Пенн сидел, опустив подбородок в ладони и зажав локти коленями. Он не поднял головы.
— Что это значит — вести себя как девочка?
— О-о-о, хороший вопрос! Ну, это означает что угодно, верно? Культурные ожидания и предписания касаются почти каждого аспекта нашей жизни, но при этом варьируются для каждого отдельного человека, не говоря об обычных социальных детерминантах, таких как…
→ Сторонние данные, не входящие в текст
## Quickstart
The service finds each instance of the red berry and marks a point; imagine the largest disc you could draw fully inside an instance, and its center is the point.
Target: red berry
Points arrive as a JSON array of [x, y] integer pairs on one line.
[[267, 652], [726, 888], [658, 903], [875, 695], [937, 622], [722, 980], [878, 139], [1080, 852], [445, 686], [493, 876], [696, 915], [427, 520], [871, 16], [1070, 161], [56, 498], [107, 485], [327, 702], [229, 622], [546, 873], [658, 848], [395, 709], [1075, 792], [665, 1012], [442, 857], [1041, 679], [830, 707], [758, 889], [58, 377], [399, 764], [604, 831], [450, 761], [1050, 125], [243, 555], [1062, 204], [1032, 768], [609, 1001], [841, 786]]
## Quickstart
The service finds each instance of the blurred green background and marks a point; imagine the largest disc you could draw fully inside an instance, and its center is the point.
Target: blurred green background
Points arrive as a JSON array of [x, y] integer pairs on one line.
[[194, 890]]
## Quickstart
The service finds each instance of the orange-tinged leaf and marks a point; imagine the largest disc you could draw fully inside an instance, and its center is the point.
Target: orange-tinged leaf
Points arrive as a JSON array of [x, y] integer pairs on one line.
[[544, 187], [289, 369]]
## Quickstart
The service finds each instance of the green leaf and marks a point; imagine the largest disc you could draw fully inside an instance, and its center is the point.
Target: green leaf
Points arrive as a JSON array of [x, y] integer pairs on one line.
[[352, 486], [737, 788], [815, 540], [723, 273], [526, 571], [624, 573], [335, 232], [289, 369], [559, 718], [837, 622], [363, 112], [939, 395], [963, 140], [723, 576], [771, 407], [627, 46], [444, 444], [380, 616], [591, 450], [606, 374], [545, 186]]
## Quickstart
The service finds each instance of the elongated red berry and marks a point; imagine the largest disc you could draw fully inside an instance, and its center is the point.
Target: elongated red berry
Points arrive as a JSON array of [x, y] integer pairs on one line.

— Это я понимаю, — перебил его Пенн, — но если это такая культурная предопределенность и индивидуальный опыт, что вы имеете в виду, когда говорите «дисфория»? Мы никогда не говорили, что он не может играть с куклами, печь торты или носить платье, потому что этим занимаются только девочки. В отсутствие других влияний для меня очевидно, что любой пятилетний ребенок, столкнувшись с выбором — ненакрашенные ногти на ногах или раскрашенные во все цвета радуги ногти на ногах, — выберет последние. Это нормально. Это не дисфория. Это не делает его девочкой. Это делает его ребенком.
— Верно, верно! — Человек напротив него снова начал подпрыгивать. — Браво!
— И разве, — добавила Рози, — не к этому мы все стремимся? Или должны стремиться? К более широкому спектру нормального и приемлемого? Чтобы дети могли носить то, в чем им удобно, и играть, как им хочется?